Create a detailed plan and time frame for your investments. Having a clear idea of what you wish to achieve and by when will keep you grounded and on track.
Understanding Different Asset Classes
When you invest, you’re essentially choosing an asset class — a category of investments with similar characteristics. Here are the main types:
1. Equities (Shares)
Equities are shares of companies listed on the Johannesburg Stock Exchange (JSE). They’re designed for long-term growth and come with higher risk and potential returns.
2. Fixed Income (Bonds)
These are debt investments that pay you regular interest. They’re moderate-risk options for investors seeking predictable income.
3. Cash
Cash investments include savings and money market funds — low-risk options ideal for short-term goals or emergency funds.
4. Listed Property
Investing in property funds gives you access to commercial and industrial real estate returns. These carry higher risk but offer both capital growth and income potential.
Having a diversified investment portfolio — with exposure to different asset classes — helps you manage risk. That way, if one part of the market dips, your other investments can help balance things out.
Common Mistakes to Avoid
Even seasoned investors make mistakes.

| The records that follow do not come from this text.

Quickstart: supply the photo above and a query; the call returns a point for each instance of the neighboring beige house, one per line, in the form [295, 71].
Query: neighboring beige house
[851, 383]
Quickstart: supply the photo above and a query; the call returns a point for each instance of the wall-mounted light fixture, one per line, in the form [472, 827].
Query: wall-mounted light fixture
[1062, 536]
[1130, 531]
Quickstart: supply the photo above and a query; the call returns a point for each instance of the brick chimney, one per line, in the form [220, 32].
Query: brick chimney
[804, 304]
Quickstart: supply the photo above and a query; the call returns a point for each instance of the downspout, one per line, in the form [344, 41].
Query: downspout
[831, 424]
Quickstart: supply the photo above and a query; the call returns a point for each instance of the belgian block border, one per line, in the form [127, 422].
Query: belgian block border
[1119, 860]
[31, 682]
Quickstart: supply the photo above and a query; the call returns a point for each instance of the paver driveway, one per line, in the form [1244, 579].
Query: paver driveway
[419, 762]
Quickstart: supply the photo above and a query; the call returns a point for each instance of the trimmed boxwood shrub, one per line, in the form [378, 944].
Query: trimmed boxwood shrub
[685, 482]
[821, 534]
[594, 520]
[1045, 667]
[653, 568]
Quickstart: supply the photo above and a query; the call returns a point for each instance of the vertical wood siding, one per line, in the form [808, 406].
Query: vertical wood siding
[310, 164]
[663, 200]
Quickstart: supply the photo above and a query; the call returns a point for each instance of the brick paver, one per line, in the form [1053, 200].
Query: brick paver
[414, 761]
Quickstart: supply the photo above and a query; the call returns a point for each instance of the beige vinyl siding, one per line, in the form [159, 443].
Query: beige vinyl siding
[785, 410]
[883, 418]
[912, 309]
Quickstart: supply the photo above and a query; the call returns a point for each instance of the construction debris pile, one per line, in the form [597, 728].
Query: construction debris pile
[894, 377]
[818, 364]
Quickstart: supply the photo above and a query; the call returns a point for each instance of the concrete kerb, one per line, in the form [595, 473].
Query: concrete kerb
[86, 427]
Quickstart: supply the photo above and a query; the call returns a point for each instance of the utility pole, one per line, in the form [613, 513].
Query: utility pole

Here are some pitfalls to watch out for:
- Investing long-term funds in short-term products — match your investment horizon to your goals.
- Not researching interest rates or fees — these can eat into your returns.
- Being impatient — wealth building takes time. The longer your money stays invested, the higher your potential return.
Remember: patience is a powerful investment tool.
Keep Learning
The most successful investors are lifelong learners. Markets change, products evolve, and your goals may shift too. Start where you are, with what you have. The earlier you begin, the longer your money has to grow — and that’s the real secret to financial freedom.
Bottom Line
You don’t need a lot of money or advanced knowledge to begin investing. You just need the courage to start — and the discipline to keep going.